A few days ago someone said to me that “you are never wrong.” I thought that was a very stupid thing to say because in this very blog I have said before that I was wrong. Then I wondered if maybe they just didn’t want to admit that they had made a mistake and that was their cop out. Then I decided I would put that baby to bed once and for all.
I want to be on record again saying “I was wrong.” Other than my wife, I don’t know anyone that is always right. It doesn’t make me less of a man to admit that I was wrong on something. I have known people like that and I never want to be one of them.
If you read my blog you will know that I am just writing about what I think. I write my opinions about world events and things that happen to me. So just to prove a point I’m gonna talk about some things I was wrong about. A while back I said gay people should be allowed to have civil unions and not be allowed to serve openly in the military. Now I don’t think that way. I WAS WRONG. Gay people should be given every right straight people are given. At the time I didn’t think it through and look at it from the gay person’s point of view. Because I am not gay, it is not easy for me to see their side of the situation. That is not an excuse, just the reason why I believe I missed it. It doesn’t change the fact that I WAS WRONG.
If you go back and read about the elections you will see that I said Hillary Clinton would beat Obama in the democratic primaries.
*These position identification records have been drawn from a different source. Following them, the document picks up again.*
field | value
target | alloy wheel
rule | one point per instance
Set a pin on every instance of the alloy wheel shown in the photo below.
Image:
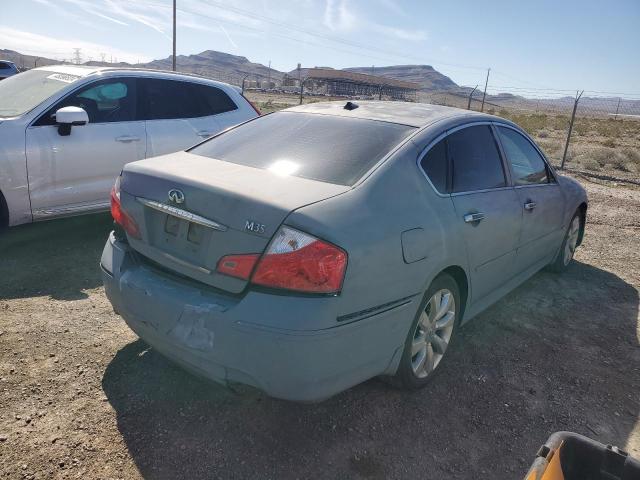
(433, 333)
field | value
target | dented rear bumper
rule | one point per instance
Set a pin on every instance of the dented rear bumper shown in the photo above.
(220, 337)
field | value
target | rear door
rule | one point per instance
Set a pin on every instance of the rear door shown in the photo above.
(180, 114)
(69, 174)
(540, 198)
(488, 210)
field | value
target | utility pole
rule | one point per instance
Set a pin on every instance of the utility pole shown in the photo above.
(269, 77)
(470, 97)
(573, 116)
(301, 89)
(485, 90)
(174, 35)
(77, 57)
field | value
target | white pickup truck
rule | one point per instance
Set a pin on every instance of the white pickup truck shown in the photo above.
(67, 131)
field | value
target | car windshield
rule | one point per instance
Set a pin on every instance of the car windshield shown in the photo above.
(326, 148)
(23, 92)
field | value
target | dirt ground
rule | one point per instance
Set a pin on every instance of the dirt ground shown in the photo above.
(82, 397)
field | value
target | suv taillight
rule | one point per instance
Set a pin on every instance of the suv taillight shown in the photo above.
(294, 261)
(120, 216)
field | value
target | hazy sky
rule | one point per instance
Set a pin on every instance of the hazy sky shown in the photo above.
(592, 45)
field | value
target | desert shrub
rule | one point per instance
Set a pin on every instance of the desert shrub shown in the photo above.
(590, 164)
(632, 155)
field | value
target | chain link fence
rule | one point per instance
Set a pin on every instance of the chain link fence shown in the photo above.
(600, 138)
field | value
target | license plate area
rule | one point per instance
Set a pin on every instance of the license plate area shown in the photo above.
(190, 231)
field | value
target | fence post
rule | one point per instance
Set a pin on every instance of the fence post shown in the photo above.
(471, 95)
(243, 79)
(573, 116)
(484, 94)
(301, 88)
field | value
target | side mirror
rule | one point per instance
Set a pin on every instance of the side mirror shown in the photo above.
(67, 117)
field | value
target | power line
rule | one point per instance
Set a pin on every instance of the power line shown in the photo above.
(393, 58)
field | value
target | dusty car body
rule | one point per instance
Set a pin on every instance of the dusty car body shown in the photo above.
(409, 248)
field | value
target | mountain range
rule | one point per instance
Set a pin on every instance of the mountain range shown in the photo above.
(233, 68)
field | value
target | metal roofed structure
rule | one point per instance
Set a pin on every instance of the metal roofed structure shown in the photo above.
(343, 83)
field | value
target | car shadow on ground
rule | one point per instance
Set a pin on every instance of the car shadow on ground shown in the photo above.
(57, 258)
(555, 354)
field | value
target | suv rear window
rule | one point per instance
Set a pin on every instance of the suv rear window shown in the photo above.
(326, 148)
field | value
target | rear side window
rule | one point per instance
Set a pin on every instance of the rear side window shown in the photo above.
(326, 148)
(527, 164)
(475, 160)
(168, 99)
(212, 100)
(434, 164)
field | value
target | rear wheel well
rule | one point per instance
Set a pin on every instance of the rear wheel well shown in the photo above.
(4, 213)
(460, 277)
(582, 210)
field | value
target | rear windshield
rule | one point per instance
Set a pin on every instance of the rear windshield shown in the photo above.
(327, 148)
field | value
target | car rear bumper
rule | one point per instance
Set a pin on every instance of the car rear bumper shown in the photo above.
(210, 333)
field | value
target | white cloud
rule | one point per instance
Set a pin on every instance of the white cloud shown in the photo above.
(58, 48)
(338, 17)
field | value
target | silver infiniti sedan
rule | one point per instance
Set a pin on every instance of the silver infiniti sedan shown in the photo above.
(309, 250)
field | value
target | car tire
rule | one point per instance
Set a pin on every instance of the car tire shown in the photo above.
(569, 244)
(430, 335)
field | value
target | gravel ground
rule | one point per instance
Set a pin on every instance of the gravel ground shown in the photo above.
(82, 397)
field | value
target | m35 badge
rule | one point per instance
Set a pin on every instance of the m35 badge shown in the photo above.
(254, 227)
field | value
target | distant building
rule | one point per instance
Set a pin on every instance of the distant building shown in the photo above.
(343, 83)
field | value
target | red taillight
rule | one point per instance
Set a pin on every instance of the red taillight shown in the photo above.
(300, 262)
(121, 217)
(294, 261)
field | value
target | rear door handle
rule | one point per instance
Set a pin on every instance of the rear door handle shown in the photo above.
(127, 138)
(473, 217)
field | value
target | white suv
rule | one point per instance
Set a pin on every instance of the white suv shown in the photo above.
(67, 131)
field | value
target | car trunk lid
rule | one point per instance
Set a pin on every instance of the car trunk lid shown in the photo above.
(217, 209)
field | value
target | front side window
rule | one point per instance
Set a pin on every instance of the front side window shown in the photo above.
(169, 99)
(434, 164)
(21, 93)
(527, 164)
(475, 160)
(105, 101)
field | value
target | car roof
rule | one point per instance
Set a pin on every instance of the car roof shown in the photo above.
(405, 113)
(86, 70)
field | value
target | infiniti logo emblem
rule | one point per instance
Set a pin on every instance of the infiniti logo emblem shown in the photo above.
(176, 196)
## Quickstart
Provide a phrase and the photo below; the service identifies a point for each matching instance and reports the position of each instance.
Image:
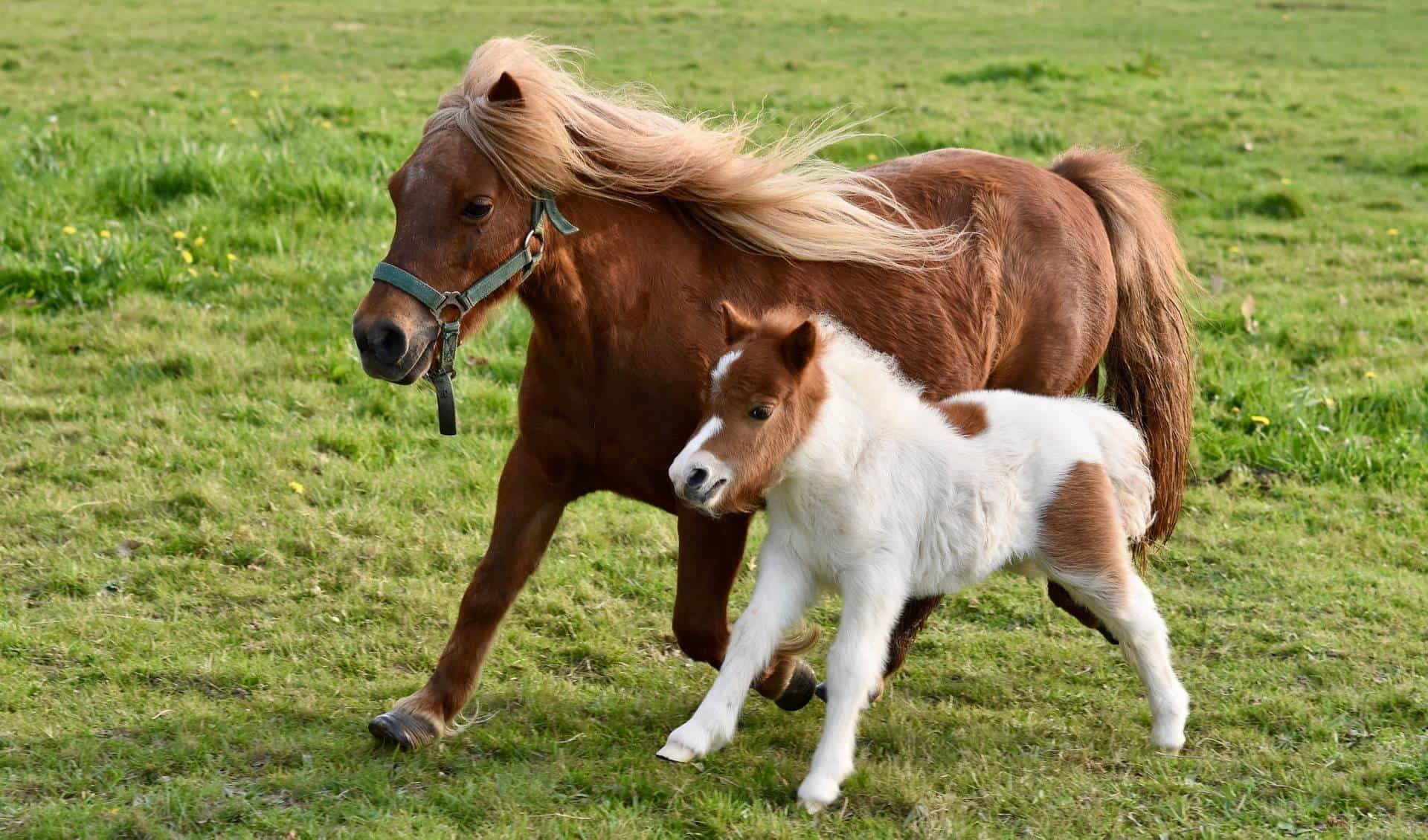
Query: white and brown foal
(881, 495)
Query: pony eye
(476, 210)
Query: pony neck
(867, 401)
(594, 279)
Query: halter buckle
(456, 300)
(533, 257)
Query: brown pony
(970, 268)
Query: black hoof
(402, 731)
(802, 685)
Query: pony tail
(797, 644)
(1148, 364)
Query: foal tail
(1148, 368)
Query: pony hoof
(800, 689)
(678, 753)
(403, 731)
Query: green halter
(445, 304)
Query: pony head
(524, 123)
(763, 397)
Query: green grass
(192, 647)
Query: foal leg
(909, 624)
(780, 595)
(1087, 554)
(529, 504)
(870, 611)
(1145, 644)
(710, 555)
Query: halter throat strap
(448, 308)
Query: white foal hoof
(686, 743)
(817, 793)
(676, 752)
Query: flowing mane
(780, 200)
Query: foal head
(763, 397)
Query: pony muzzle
(701, 482)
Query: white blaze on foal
(881, 495)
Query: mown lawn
(225, 548)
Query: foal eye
(476, 210)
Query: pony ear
(504, 90)
(736, 324)
(799, 346)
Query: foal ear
(799, 346)
(504, 90)
(736, 324)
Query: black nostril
(385, 341)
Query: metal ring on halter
(535, 256)
(451, 300)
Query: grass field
(225, 548)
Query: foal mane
(780, 198)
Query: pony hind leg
(1086, 551)
(856, 661)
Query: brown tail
(1148, 368)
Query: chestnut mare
(970, 268)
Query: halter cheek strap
(448, 308)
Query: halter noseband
(445, 304)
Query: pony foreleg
(780, 595)
(710, 555)
(870, 610)
(529, 504)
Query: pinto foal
(887, 497)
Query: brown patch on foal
(1081, 534)
(774, 371)
(968, 419)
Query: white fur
(721, 367)
(884, 501)
(695, 456)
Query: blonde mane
(779, 200)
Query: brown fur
(1148, 367)
(773, 371)
(1081, 532)
(1058, 271)
(968, 419)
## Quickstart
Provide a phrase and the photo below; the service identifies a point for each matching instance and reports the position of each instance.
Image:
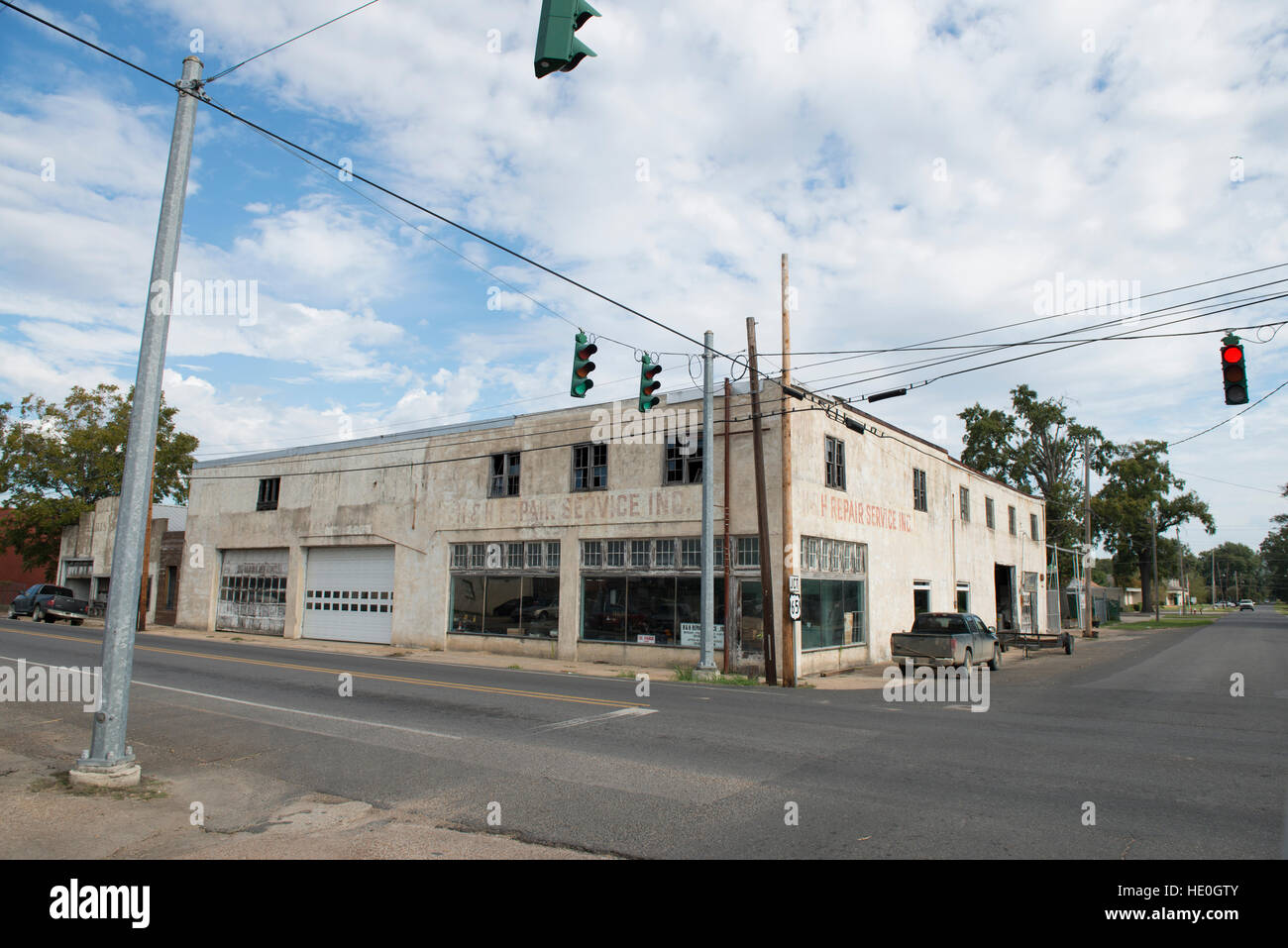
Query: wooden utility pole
(1087, 631)
(767, 574)
(728, 552)
(789, 530)
(1153, 556)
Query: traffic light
(583, 366)
(1233, 371)
(557, 47)
(649, 369)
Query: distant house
(13, 578)
(85, 558)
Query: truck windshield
(928, 622)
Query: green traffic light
(649, 369)
(557, 47)
(583, 366)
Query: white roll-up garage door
(349, 594)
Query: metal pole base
(112, 776)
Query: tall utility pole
(708, 496)
(767, 574)
(1087, 633)
(728, 552)
(789, 530)
(110, 762)
(1153, 556)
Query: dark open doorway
(1004, 581)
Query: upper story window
(505, 475)
(684, 459)
(589, 467)
(268, 491)
(833, 463)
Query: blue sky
(925, 165)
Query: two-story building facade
(576, 533)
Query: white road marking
(595, 719)
(307, 714)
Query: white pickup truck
(947, 639)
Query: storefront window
(644, 609)
(603, 609)
(832, 613)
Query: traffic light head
(1234, 372)
(583, 366)
(557, 47)
(649, 369)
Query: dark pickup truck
(47, 603)
(948, 639)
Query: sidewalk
(857, 679)
(244, 813)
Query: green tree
(56, 460)
(1037, 447)
(1239, 571)
(1138, 479)
(1274, 557)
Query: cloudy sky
(931, 168)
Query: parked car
(947, 638)
(47, 603)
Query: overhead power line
(553, 272)
(220, 75)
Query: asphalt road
(1144, 728)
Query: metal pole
(728, 552)
(1153, 556)
(767, 574)
(708, 494)
(789, 528)
(110, 760)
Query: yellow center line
(488, 689)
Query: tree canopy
(56, 460)
(1137, 480)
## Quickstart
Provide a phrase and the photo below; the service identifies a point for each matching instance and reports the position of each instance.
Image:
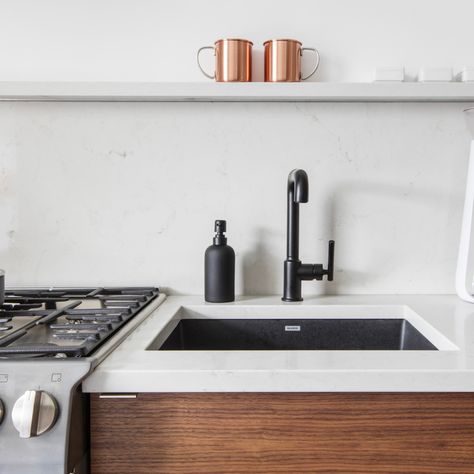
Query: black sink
(291, 334)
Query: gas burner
(65, 322)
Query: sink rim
(298, 311)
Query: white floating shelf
(237, 92)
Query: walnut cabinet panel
(251, 433)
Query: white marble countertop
(445, 320)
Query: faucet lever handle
(330, 270)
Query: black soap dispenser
(219, 268)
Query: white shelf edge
(237, 92)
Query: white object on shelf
(435, 74)
(465, 266)
(237, 92)
(466, 75)
(389, 74)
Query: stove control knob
(34, 413)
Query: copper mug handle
(199, 62)
(315, 52)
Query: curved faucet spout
(298, 185)
(295, 271)
(298, 189)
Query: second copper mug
(233, 60)
(283, 60)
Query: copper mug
(283, 60)
(233, 60)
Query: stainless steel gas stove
(50, 339)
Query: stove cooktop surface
(65, 322)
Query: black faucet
(295, 271)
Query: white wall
(127, 193)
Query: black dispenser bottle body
(219, 268)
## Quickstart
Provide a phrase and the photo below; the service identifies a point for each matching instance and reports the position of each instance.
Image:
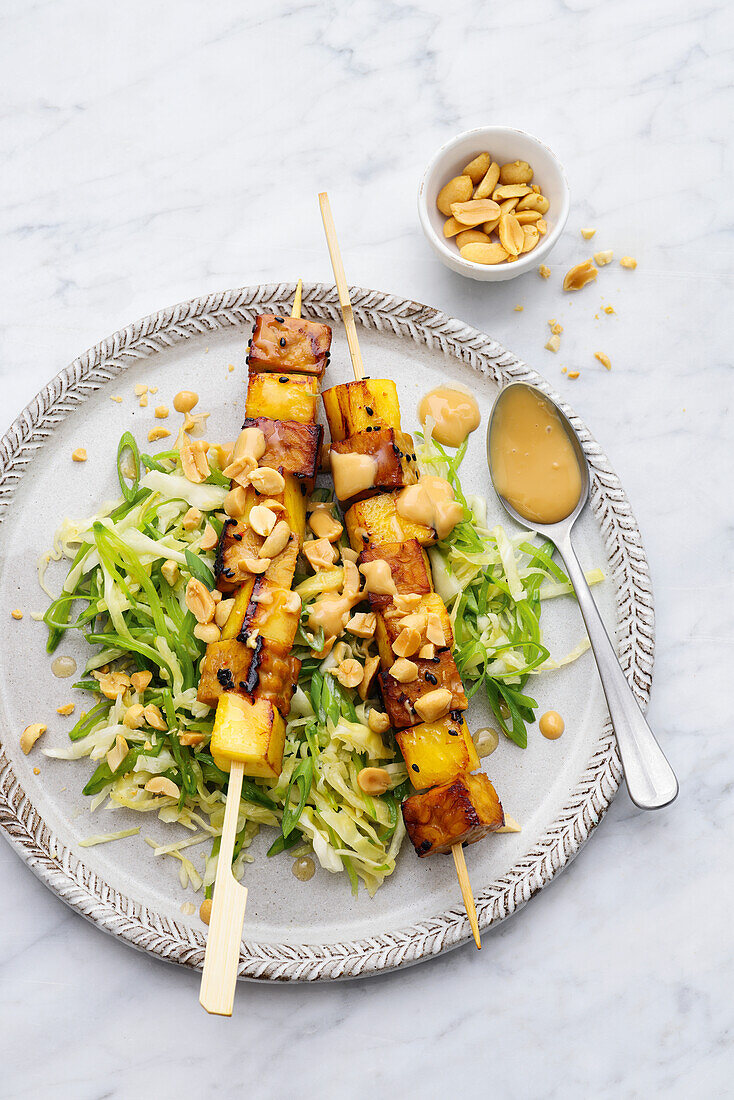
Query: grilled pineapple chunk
(289, 343)
(355, 406)
(251, 730)
(460, 812)
(291, 447)
(436, 751)
(282, 397)
(267, 671)
(408, 564)
(375, 520)
(400, 699)
(392, 452)
(390, 626)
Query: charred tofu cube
(283, 397)
(436, 751)
(289, 343)
(375, 520)
(408, 564)
(391, 452)
(391, 624)
(400, 699)
(355, 406)
(251, 730)
(291, 448)
(266, 671)
(460, 812)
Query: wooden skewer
(358, 365)
(230, 898)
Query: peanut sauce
(534, 464)
(63, 667)
(431, 504)
(455, 414)
(551, 725)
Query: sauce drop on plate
(551, 725)
(455, 414)
(534, 464)
(63, 667)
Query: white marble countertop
(155, 152)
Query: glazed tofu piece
(291, 448)
(375, 520)
(283, 397)
(436, 751)
(460, 812)
(408, 565)
(288, 343)
(392, 453)
(251, 730)
(266, 671)
(355, 406)
(391, 623)
(436, 672)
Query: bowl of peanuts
(492, 202)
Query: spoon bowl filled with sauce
(541, 476)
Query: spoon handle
(650, 780)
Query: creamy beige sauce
(304, 868)
(534, 464)
(63, 667)
(430, 503)
(185, 400)
(352, 473)
(551, 725)
(455, 414)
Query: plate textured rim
(64, 872)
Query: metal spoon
(650, 780)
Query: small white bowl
(505, 145)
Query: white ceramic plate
(294, 931)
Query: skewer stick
(342, 287)
(296, 301)
(358, 365)
(230, 898)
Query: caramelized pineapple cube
(408, 564)
(291, 447)
(389, 625)
(400, 699)
(375, 520)
(267, 671)
(289, 343)
(283, 397)
(251, 730)
(355, 406)
(392, 452)
(460, 812)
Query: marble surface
(154, 152)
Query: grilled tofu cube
(251, 730)
(238, 543)
(392, 452)
(375, 520)
(291, 447)
(282, 397)
(439, 750)
(390, 619)
(355, 406)
(408, 564)
(289, 343)
(398, 699)
(460, 812)
(267, 671)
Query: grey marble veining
(152, 153)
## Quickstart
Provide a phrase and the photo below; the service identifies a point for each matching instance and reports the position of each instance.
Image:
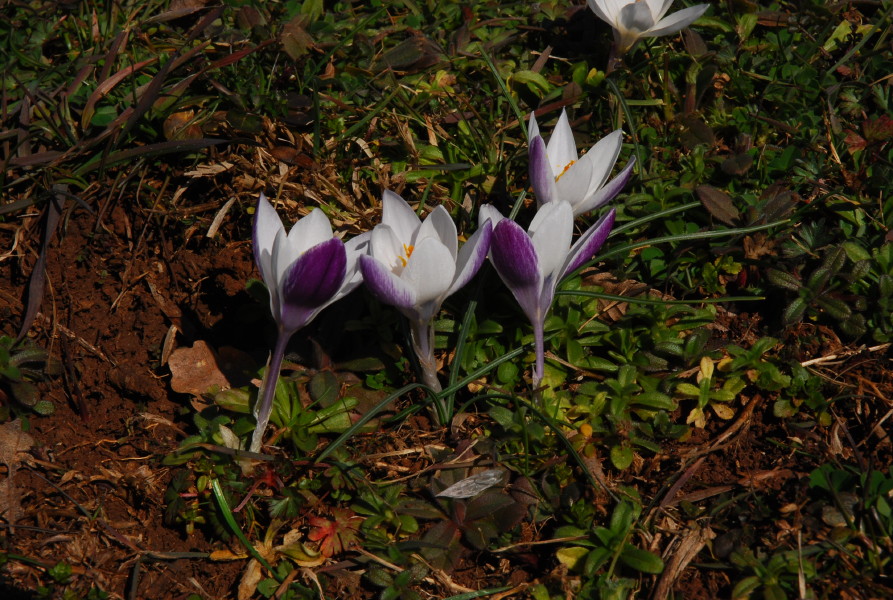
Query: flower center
(407, 250)
(565, 170)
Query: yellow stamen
(565, 169)
(408, 250)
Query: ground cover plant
(624, 331)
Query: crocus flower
(414, 265)
(305, 271)
(636, 19)
(558, 173)
(531, 263)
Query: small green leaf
(794, 311)
(783, 279)
(621, 457)
(641, 560)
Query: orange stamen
(408, 250)
(565, 169)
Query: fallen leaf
(12, 441)
(197, 369)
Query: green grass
(763, 139)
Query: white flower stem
(422, 334)
(264, 406)
(423, 344)
(539, 348)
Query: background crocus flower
(531, 263)
(558, 173)
(305, 271)
(414, 265)
(636, 19)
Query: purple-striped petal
(311, 281)
(541, 177)
(589, 243)
(384, 285)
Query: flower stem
(422, 334)
(264, 407)
(539, 348)
(423, 344)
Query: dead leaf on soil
(197, 369)
(12, 441)
(614, 310)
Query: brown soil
(91, 490)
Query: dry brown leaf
(12, 441)
(197, 369)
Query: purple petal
(384, 285)
(513, 254)
(515, 260)
(589, 243)
(607, 193)
(541, 178)
(311, 281)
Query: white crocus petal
(678, 20)
(430, 271)
(267, 225)
(399, 216)
(602, 157)
(387, 248)
(281, 258)
(309, 231)
(354, 248)
(488, 212)
(636, 18)
(439, 225)
(551, 231)
(659, 8)
(561, 149)
(471, 257)
(573, 186)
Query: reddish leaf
(334, 536)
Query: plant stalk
(264, 407)
(539, 366)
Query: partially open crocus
(532, 263)
(415, 265)
(305, 271)
(558, 173)
(636, 19)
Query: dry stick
(832, 357)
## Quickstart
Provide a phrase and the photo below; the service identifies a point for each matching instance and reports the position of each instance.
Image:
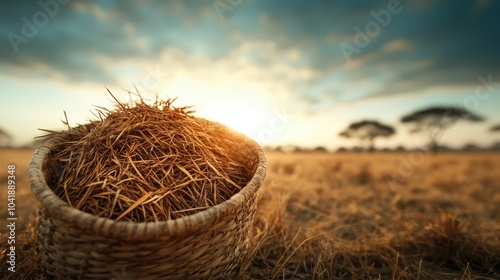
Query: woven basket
(212, 244)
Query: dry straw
(146, 192)
(145, 163)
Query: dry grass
(348, 216)
(145, 163)
(351, 216)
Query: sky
(283, 73)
I WAS WRONG. There is no doubt about that one. I didn’t think Obama could beat Clinton at the time. I’m happy to say I WAS WRONG about that one.
Once I was writing about the Iraq war and the numbers I posted were wrong. Someone pointed it out and I corrected it. I WAS WRONG and should have done a better job of fact checking but it was my fault.
My point is I don’t live in a fantasy world. I live in the real world where, with the exception of my wife, no one is always right. Most of the things I write about I research before I post it but I’m still human and sometimes I get it wrong. I make mistakes and I am not ashamed to admit it. I’m not done writing and I know I’m gonna get more things wrong.